Renaissance Fund to ban secret investors

Citing growing U.S. government concerns about money laundering and terrorism, one of the world’s most successful hedge fund firms plans to bar anonymous investors.

Citing growing U.S. government concerns about money laundering and terrorism, one of the world’s most successful hedge fund firms plans to bar anonymous investors.

By Hal Lux
December 2001
Institutional Investor Magazine

In a letter sent to investors last month, East Setauket, New York-based Renaissance Technologies Corp. said that it will soon prohibit both individuals and organizations from participating in its hedge funds through third-party arrangements that mask the identities of the actual investors. The letter, signed by Renaissance founder Jim Simons, said that although some investors have legitimate reasons for remaining anonymous, the firm will no longer accept money from them. “Those in this category will shortly be informed of our specific disclosure policy and will thereafter have adequate opportunity to conform to our requirements,” the letter said. “Hopefully, all will do so, but those who choose not to in the time allotted will have their capital returned.”

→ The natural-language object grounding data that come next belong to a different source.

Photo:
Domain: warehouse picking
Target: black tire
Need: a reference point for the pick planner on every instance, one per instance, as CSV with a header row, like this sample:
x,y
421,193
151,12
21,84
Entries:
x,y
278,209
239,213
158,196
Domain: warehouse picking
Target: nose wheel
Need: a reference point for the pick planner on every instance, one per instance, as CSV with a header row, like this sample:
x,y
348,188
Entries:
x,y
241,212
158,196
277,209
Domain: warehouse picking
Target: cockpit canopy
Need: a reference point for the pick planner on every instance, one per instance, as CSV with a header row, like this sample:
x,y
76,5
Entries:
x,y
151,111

“It’s a precaution - we haven’t found anything,” says a Renaissance executive. “Given the environment, we don’t want to discover in the future that we’re managing $100 million for various bad guys. We want to know who our investors are.”

The Renaissance action comes amid increased regulatory scrutiny of anonymous hedge fund investments made through private banks. New U.S. anti-money laundering legislation signed by President George W. Bush in October calls for the Securities and Exchange Commission, Treasury Department and Federal Reserve Board to study the need for increased supervision of hedge fund investment practices. The report on hedge funds and money laundering is expected next fall. Meanwhile, The Wall Street Journal last month reported that the Federal Bureau of Investigation is looking into whether hedge funds invested money for Osama bin Laden’s terrorist network.

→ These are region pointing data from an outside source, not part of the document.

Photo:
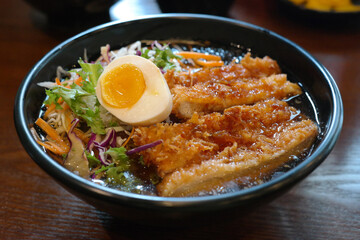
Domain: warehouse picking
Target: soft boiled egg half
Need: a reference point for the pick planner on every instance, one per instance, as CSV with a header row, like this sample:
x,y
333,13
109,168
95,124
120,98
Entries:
x,y
134,90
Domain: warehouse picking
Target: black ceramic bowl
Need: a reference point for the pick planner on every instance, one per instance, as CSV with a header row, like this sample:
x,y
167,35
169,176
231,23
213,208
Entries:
x,y
328,19
299,65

Some say it’s unlikely that U.S. hedge fund groups will voluntarily follow Renaissance’s lead. Although no one tracks the exact numbers, anonymous investors, operating largely through private banks and trusts, account for a significant share of assets in offshore hedge funds, according to several hedge fund executives. “I think you would lose a lot of investors,” says Antoine Bernheim, president of New York-based Dome Capital Management, which advises European investors on offshore hedge funds. “Offshore, people are used to using nominee accounts and banks.”

Many offshore investors, in fact, now deposit money in private banks that send the money to trust institutions that in turn invest in the hedge funds, says Bernheim. “You have to get through several levels of banking institutions to get to the institution that knows the client,” he says. “It’s very common that the hedge fund does not know the client.”

To be sure, Renaissance Technologies manages $4 billion and can afford to be picky about its investors. With average annual net returns of 37 percent over the past 12 years, the secretive quantitative group run by former mathematician Simons boasts arguably the best performance record in the money management business (Institutional Investor, November 2000). The firm’s flagship Medallion fund, which posted returns of 98 percent last year, has been closed to investors since 1993, and a new hedge fund named Equimetrics closed this year. In last month’s letter Renaissance also told investors that it would increase its performance fees from 20 percent to a staggering 36 percent of profits - nearly double the hedge fund industry average.

Not every hedge fund expert agrees with Renaissance’s new precautions against money laundering. Bernheim argues that there’s no need for hedge fund managers to bar anonymous investors if they deal only with reputable institutions acting as intermediaries. “The bank knows the client under the banking rules of many countries,” he says.

With demand surging for hedge fund investments, many major fund managers could easily replace capital lost from spurned anonymous investors. But U.S. hedge fund managers have a strong incentive not to replace offshore funds with money from U.S. investors: There are enormous tax benefits to managing non-U.S. money. Many U.S.-based managers running offshore accounts pay no immediate taxes on their annual performance fees. Instead, they leave the money offshore in the fund as a form of deferred compensation that allows them to compound their returns for years tax-free. The result: huge personal fortunes for some managers.